— Вес-сла!.. — задорно пропел Шурка. — И-на-воду! Раз!
Юрьевич отломил гребок будь здоров. Птицей кинул лопасть назад, прицелился — хоп!.. и с-саданул снова. И хоп!
Гребцы ухватились за боцманский темп, — не приведи господь осрамиться — в такт, так, так! Шурка смертельно завидовал: не часто удается погрести с Раевским.
Да. Это была школа!
Отмолотив кабельтова три, боцман буркнул:
— Суши весла!
И тут только вспомнил про весла.
А ведь целы. И как целы!
— Ничего, — проворчал боцман, перебираясь на командирское место. — Можно.
— Добро покурить? — крикнул Лешка.
— Добро. — Мичман достал старый алюминиевый портсигар.
Курили молча, думая о своем.
Никакой радости успех весел не вызвал. Ну, держат и держат, на то и рассчитывали. Мало ли мороки будет еще… Курили молча, думая о своем, глядя на бухту, на пустые, всегда беззвучные берега. Темная и мягкая четверть часа назад, вода посерела и отвердела, начала неторопливо вздыматься зыбкими и отливающими блеском жести буграми, застучала осторожно под ребристыми бортами шлюпки, и небо со стороны моря стало не спеша заволакивать серым… не будет погоды.
Но бухта, прихмурясь, стала
Небо серело, и воздух заметно свежел, шлюпка мерно кренилась, вздымаемая волной, и, гладко скатываясь в журчащую ложбинку, переваливалась на другой борт. Боцман бросил окурок в воду, взял весло, повертел. Проворчал, неизвестно чему удивляясь: «Сопляки…»
— Весла!! — рявкнул он, сунув весло вздрогнувшему Ивану.

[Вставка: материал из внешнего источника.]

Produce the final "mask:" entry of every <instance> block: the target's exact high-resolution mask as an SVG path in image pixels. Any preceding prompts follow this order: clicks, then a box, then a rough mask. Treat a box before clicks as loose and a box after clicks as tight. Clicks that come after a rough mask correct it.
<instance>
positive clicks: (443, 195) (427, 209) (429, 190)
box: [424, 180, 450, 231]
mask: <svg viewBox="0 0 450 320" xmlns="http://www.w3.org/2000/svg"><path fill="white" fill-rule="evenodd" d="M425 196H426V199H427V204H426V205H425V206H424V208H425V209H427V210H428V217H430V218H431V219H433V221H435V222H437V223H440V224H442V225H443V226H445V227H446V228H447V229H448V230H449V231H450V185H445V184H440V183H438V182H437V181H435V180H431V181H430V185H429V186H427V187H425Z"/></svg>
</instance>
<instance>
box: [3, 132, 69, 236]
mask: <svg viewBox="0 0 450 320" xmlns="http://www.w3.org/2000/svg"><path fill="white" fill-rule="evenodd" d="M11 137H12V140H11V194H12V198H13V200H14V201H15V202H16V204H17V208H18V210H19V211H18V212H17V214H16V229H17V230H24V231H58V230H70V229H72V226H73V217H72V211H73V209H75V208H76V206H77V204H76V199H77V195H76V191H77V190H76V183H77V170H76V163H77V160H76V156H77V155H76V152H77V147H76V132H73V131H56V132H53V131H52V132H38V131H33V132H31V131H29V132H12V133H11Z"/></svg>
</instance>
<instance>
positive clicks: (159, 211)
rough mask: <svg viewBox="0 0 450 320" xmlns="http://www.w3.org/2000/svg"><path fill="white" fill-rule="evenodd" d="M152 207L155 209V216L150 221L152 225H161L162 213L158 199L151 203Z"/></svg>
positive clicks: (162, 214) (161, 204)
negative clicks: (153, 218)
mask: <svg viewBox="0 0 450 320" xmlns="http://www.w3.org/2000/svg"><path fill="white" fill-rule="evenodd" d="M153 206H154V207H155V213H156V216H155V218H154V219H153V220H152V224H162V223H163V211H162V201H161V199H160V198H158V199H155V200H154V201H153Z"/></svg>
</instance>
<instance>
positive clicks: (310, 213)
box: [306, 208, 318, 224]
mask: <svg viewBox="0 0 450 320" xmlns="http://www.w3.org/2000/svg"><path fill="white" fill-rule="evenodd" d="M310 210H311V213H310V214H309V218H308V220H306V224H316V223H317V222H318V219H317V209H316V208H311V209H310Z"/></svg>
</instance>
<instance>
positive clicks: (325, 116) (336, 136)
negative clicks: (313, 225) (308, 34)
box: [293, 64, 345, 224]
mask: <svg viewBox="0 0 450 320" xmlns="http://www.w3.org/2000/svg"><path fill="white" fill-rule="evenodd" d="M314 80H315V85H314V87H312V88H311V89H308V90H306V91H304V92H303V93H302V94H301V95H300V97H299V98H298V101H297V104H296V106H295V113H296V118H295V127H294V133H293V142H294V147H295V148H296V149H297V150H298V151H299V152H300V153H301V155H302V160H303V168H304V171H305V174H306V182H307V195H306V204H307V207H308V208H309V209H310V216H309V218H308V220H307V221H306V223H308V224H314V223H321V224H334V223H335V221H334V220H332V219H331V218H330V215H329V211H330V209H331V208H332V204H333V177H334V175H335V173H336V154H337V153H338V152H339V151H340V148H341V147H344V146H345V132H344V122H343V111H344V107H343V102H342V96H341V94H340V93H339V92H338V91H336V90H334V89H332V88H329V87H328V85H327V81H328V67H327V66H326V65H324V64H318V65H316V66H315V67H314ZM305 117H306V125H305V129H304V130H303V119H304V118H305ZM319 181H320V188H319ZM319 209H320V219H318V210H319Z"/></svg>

Новые весла, не приученные грести, послуша́лись с трудом, волны грубо ворочали шлюпку. И тогда боцман заорал на гребцов в полную глотку. Форштевень разбивал волну вдрызг, вода сыпалась крупными брызгами на спины и плечи. В кубрике на корабле уже съели горячий ужин и готовились крутить кино, потому что среда. А боцман все перекладывал руль, угоняя шестерку все дальше от кораблей. Он закладывал новые, новые галсы — в лоб волне и поперек нее, и — постепенно — гребцов его забирала злость, гребки становились все резче, все дальше и резче протягивали весло, откидываясь напряженной спиной, и вот наконец Кроха Дымов сказал рассерженно: «Жарко…»
— Весла в воду! Береты, голландки — долой. …Навались!
Холодные капли катились по твердым горячим плечам. Жаль было боцмана: он не мог погреться веслом. Весла работали сноровистей, и послушней, и их гнутые лопасти впивались в серую твердую воду с изумительной цепкостью. «Н-но!..» И Иван, вырывая весло на себя, неожиданно, зло засмеялся: «За богом молитва, за царем служба…» Огонек удовольствия пробился в трудной, взъерошенной гребле, тот огонек, ради которого гнал и гнал их против волны боцман…
Когда шлюпка вылетала на гребень, Раевский убеждался, что, кроме них, ни одна шестерка не вышла на рейд — не хотели связываться с волной. Напрасно…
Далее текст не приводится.